Rabbi Joshua Rohr, one of the 52 musmachim, currently teaches Judaic studies to fifth graders at Yeshiva of Central Queens in Kew Garden Hills, N.Y. “This event is significant in myriad ways but most importantly, it illustrates how LCM has taken a powerful role in preparing the next generation of Jewish leaders, whether they pursue careers as rabbis, educators, or in any number of professions,” he said.
Another graduate, Rabbi Jonathan Morgenstern, currently spiritual leader of Congregation Young Israel of Scarsdale, N.Y., echoed Rabbi Rohr’s remarks. “Fifty-two musmachim in 10 years is pretty impressive,” he said. “I personally owe a great deal of gratitude to everyone for helping me realize my dream of becoming a pulpit rabbi and serving my community. The winning combination of a warm, welcoming environment coupled with superior educational standards has made this possible. I have the utmost appreciation for where it has brought me today.”

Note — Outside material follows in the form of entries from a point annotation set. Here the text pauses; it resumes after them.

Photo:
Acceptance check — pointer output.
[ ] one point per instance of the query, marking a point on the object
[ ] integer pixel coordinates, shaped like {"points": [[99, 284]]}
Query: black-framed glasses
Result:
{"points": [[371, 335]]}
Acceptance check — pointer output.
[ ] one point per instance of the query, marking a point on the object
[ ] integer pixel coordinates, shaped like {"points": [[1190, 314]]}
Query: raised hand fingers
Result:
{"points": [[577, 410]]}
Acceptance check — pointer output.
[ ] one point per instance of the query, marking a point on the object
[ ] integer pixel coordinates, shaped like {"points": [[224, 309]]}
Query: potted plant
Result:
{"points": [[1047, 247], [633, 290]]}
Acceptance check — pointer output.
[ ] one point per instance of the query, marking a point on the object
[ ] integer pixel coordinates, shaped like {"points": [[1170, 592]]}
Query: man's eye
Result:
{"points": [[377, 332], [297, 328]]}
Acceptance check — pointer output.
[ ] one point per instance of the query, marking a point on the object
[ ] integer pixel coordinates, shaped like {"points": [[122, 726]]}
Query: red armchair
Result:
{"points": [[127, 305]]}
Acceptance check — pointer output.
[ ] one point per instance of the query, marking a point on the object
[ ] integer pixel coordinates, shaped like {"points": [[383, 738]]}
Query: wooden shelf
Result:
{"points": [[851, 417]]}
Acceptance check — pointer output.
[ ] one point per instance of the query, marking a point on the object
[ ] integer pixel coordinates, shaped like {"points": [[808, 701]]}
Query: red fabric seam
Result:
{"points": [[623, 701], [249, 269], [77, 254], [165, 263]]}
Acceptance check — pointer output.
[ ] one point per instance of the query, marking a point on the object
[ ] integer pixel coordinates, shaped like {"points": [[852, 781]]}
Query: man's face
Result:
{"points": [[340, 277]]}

Graduate Rabbi Simcha Loiterman, a middle school rebbe at Hebrew Academy of Nassau County in West Hempstead, N.Y, also had good things to say: “I give lots of credit to my rebbeim for giving me the tools to be successful in both my career and in life. I am also grateful to for the opportunity to have met many wonderful classmates at school, many of whom will be friends for life.”
This year’s dinner honorees include LCM’s founding chairman of its board of overseers, Stephen Brown, and his wife, Mychal Brown, plus two prominent LCM alumni and their wives, Rabbi Daniel and Ziva Glanz and Rabbi Ariel and Shani Kopitnikoff.
Brown was awarded the LCM Founders Award in recognition of his many years as founding chairman of the LCM board of overseers and his continued generosity towards LCM. Brown has had a successful career that includes his post as chief financial officer of IDT Corporation, a Fortune 700 NYSE listed company; creating a mini-film studio; and becoming an Emmy-nominated producer of animated feature and television films - as well as operating his own accounting practice. Both Brown and his wife, Mychal, are known worldwide for their philanthropy and are involved with numerous charitable organizations.
“It has been one of the most rewarding experiences of my life to have been involved with Lander College from its infancy,” Brown said. “The performance and accomplishments of its student body and musmachim have greatly exceeded my ambitious expectations.”
The Glanzes were honored with the Beis Medrash L’Talmud Harbotzos Torah Award, in acknowledgement of their numerous accomplishments in spreading Torah, both in America and Israel, including at Beis Medrash L’Talmud, where they played a pivotal role in its initial development. Rabbi Glanz holds a bachelor’s degree from Touro College and was ordained at Beis Medrash L’Talmud, where he and his wife, Ziva, also served as the institution’s first dorm parents and directors of student life. Following their years at LCM, the Glanzes made aliyah, and Rabbi Glanz has become a popular and sought after educator at several American yeshivot in Israel.
The Kopitnikoffs were awarded the LCM Distinguished Service Award in recognition of their many years of continuous service to the LCM community. Born in Elizabeth, N.J., where he attended high school at Jewish Educational Center, Rabbi Kopitnikoff studied in Israel at Tiferet Yerushalayim before coming to Lander College for Men in 2003, where he majored in marketing management. A 2006 graduate, he later enrolled in and completed the Beis Medrash L’Talmid rabbinic ordination program. He plans to pursue a career in Jewish education or administration.